For applying the proposed methodology, the nexus index for various crops used in 1st generation biofuel production was calculated. In order to have a homogeneous and complete framework, avoiding the problems due to the differences in the used databases, the calculation was limited to 191 countries (eliminating incongruent data coming from countries with incomplete or unreliable statistical data). The number of available countries depends on the distribution of the crop in the world. The total number of countries with a calculated nexus index for each crop is shown in Table 2. The study is performed with the data referred to year 2014. Largely diffused crops like maize, rice, wheat and soybean have a large quantity of available data, because they are cultivated and used as feedstock for biofuels in most part of the considered countries. On the other hand, for less diffused cultivations, like Sorghum and Oil Palm, the number of countries in which the Nexus Index can be calculated is quite low. Table 2 also reports the localisation of the highest score for each considered crop. This depends on the area where the climate is most suitable for cultivation, but also on the efficiency of cultivation techniques. The maximum values attainable have a great variability (Fig. 2), with crops characterised by high maximum efficiency (especially Wheat) and crops with low maximum efficiency (e.g. sorghum). The method is designed to give excellent results when one country is highly efficient in all of the steps composing Nexus Index. This means that crops cultivated with minimum water requirement, maximum agricultural yield and without competing with food production will give high scores; mismanagement of only one of these steps strongly decreases the overall performance.

Table 2.

List of countries available for each crop and location of the maximum in nexus index.

Item No. of countries Maximum country
Wheat 110 Belgium
Maize 140 Belgium
Rice 100 China
Rye 58 Denmark
Sorghum 32 Algeria
Sugar beet 57 Mexico
Soybean 100 Algeria
Oil palm 50 Peru

Fig. 2.

Fig 2

Maximum Nexus Index values for the considered crops.

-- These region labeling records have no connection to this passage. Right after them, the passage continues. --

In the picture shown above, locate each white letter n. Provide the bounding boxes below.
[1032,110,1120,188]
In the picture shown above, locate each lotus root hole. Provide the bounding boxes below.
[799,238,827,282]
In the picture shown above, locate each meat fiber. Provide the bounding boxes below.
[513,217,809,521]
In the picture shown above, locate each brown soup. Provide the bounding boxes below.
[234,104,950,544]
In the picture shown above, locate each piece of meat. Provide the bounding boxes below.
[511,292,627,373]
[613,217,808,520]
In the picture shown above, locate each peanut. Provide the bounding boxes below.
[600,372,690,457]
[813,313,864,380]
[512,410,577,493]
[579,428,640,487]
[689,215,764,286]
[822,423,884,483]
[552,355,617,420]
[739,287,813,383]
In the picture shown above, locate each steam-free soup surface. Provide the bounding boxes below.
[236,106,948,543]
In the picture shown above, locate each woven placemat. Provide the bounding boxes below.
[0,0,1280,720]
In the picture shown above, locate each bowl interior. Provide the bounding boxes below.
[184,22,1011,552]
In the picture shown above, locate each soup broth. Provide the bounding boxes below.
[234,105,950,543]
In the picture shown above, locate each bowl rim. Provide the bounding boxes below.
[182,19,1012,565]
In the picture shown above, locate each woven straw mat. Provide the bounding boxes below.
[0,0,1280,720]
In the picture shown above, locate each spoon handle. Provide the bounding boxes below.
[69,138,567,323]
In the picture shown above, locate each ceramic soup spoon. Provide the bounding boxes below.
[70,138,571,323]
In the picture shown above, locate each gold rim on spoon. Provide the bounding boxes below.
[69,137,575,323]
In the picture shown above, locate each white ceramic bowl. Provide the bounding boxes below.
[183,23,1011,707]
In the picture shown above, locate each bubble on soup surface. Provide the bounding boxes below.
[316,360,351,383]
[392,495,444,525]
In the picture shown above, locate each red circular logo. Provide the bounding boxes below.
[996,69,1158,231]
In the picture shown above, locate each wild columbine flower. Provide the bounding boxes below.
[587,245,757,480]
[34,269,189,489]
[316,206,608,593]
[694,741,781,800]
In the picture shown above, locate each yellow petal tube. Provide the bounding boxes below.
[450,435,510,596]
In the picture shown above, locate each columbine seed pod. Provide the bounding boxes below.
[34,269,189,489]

The most produced crops have in general the highest maximal efficiency. This is a natural consequence of the intensive research performed in the past to improve agricultural yield for these species (Fisher et al., 2002). On the other hand, some crops with low diffusion (e.g., Palm Oil) also score good results. This is mainly due to the high specialisation in these cultivations that some countries were able to establish in some cases due to the high profitability of such cash crops. The maxima are only representative of the global capability to reach good scores in the nexus index; to have a complete understanding of the world performance it is necessary to discuss the results in detail for the selected crop. As an example, results for maize are discussed in the following section. The results for the other crops (limited to the cases with more than 50 countries available) are reported as maps in the supplementary material. The results of the single elements of the proposed index can be compared with the indicators representing the components of the FEW nexus available in literature to verify the consistency of the results.

4.1. Nexus index for maize

Maize is one of the most produced commodities in the world and it is widely used as a feedstock for biofuel production (Rulli et al., 2016). This makes maize an interesting crop to be analysed. As mentioned, the maximum value for the nexus index for maize is 0.611 and it is reached in Belgium. The maximum value is not high, stating the existence of inefficiencies in bioethanol production. The general analysis of the nexus index is displayed in Fig. 3 as a map and the values for top 10 countries are reported in Table 3. The number of countries with scores close to the highest values is not large. This means that, despite the large diffusion of Maize at the global scale, inefficiencies are widely present and, in many cases, the current bioethanol production does not fulfil the requirements of sustainability under a WFE nexus perspective. The geographical distribution of scores does not show specific areas where bioethanol production is particularly favourable or penalised. In all continents, there are countries with Nexus Index values close to the maximum. In general, the largest values are found in industrialised countries. Most of the countries with low scores are in the sub-Saharan Africa; other inefficient countries are placed in the area comprised between the Middle East and the Indian subcontinent. The discussion of the single components of the nexus index will disentangle the problems that make some countries not efficient.

Fig. 3.

Fig 3

Nexus index for maize.

Table 3.

The top 10 countries in nexus index for maize.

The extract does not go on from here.